Bookish 2015

I always enjoy looking back over the past year of reading and seeing what stood out. I read 123 books in 2015, and contrary to my usual reading patterns, many of them were non-fiction. Memoirs seemed to make a particular impression on me this year, with many of my favorites falling into that category. Here are some of my favorites, by genre and in no particular order:


Life After Life and A God in Ruins by Kate Atkinson: I finally got around to these, and Life After Life blew me away. I loved it so much I could have kept reading for another 500 pages. I loved A God in Ruins, too, but it wasn’t the magical experience for me that Life After Life had been.

Girl at War by Sara Nović: A powerful story of a young girl fighting for survival during the civil war in Yugoslavia.

Church of Marvels by Leslie Parry: A really fun piece of historical fiction set in turn of the century New York City, featuring sideshows, lost sisters, and asylums.

Dryland by Sarah Jaffe: A introspective, atmosphere coming-of-age story about a young woman on the swim team in early 90s Portland. A strange, quiet book that I found totally absorbing.

Kitchens of the Great Midwest by J. Ryan Stadal: This one was a really fun read. A sprawling, funny look at family and food in Minnesota.


M Train by Patti Smith: A meandering, mesmerizing look at various places and people that have made an impact on Patti in her life. I never thought I would be so enthralled by a book that talked so much about drinking coffee and eating brown toast!

Hunger Makes Me a Modern Girl by Carrie Brownstein: I was really impressed by this memoir by the Sleater-Kinney singer/guitarist. SK is one of my favorite bands of all time, and her book is an insightful look at finding community through music.

What Comes Next and How to Like It by Abigail Thomas: A beautifully written memoir about lifelong friendships and how they change later in life, among many other things. By the author of A Three Dog Life, which I also read and enjoyed this year.

Hammer Head: the Making of a Carpenter by Nina MacLaughlin: A memoir of a woman who quit her soul-sucking journalism job to become an apprentice carpenter. I have an enduring fantasy of doing something similar, so of course I was into this one!

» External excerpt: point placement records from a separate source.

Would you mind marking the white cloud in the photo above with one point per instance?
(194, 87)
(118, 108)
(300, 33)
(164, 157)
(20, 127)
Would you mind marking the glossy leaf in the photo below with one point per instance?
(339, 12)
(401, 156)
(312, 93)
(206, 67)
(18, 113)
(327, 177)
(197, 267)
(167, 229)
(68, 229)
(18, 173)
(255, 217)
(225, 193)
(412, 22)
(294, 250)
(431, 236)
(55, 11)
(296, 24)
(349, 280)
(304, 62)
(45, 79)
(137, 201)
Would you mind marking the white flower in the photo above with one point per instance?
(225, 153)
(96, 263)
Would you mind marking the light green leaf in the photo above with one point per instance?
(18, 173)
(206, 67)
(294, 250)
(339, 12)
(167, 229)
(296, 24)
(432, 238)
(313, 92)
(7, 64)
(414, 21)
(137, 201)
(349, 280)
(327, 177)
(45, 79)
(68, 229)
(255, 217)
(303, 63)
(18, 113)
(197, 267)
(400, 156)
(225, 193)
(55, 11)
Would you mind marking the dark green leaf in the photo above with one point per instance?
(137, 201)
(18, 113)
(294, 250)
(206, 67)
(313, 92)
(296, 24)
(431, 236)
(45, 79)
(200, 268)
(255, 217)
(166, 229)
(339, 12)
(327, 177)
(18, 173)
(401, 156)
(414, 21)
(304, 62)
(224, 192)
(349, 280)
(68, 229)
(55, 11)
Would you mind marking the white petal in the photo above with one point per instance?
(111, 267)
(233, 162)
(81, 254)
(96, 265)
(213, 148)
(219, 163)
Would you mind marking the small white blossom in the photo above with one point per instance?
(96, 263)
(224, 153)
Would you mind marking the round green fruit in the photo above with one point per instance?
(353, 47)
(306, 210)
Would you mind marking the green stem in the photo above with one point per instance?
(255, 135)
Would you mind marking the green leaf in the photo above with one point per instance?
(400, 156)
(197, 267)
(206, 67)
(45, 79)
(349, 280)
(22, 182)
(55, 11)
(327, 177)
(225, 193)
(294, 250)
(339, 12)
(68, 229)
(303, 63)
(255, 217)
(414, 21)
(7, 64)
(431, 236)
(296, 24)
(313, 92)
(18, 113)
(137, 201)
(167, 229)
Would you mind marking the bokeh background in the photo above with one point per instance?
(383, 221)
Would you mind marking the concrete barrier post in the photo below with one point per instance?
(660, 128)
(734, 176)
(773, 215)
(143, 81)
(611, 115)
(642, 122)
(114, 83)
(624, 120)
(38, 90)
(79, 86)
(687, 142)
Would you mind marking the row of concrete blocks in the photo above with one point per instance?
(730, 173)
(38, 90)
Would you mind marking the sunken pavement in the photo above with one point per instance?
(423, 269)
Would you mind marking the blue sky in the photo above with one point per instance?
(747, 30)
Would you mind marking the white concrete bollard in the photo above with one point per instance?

How to Be a Heroine: or, What I’ve Learned from Reading Too Much by Samantha Ellis: I love “bibliomemoirs” and this one was so much fun that I even wrote about it for the local paper (

The Taste of Country Cooking by Edna Lewis: One of the few older books I read this year, this one came out in 1976. It is a classic of the Southern food revival movement, and it was fascinating. It has recipes but also stories of the author’s childhood growing up on a farm in the South. Just lovely.

Dogland: a Journey to the Heart of America’s Dog Problem by Jacki Skole: One of the best books I have read about the homeless pet problem in this country. Heartbreaking but not without hope and helpful suggestions for making a difference.

H is for Hawk by Helen MacDonald: Everyone has read about this one already, so suffice to say I loved it as much as everyone else.

Bad Kid: Growing Up Goth and Gay in Texas by David Crabb: A hilarious look at growing up as an outsider in the 80s and 90s. I could relate to so many of his musical loves, from the early George Michael years to the later Depeche Mode, Erasure, and Pet Shop Boys. I might be a gay 80s boy at heart.

Comics and Graphic Novels 

Bitch Planet, Vol. 1: Extraordinary Machine by Kelly Sue DeConnick: I can’t wait to read more of this one!

Paper Girls #1 and #2 by Brian K. Vaughan: My sister got me the first issue for Christmas and now I am hooked.

Descender Vol. 1: Tin Stars by Jeff Lemire: This is the best sci-fi comic series I have read in awhile, I loved the art and the storytelling.

Lumberjanes, Vol. 1 and 2 by Noelle Stevenson: Geared toward a young crowd, but it is really fun and charming.

Saga, Vol. 5 by Brian K. Vaughan and Fiona Staples: This series continues to be totally entertaining.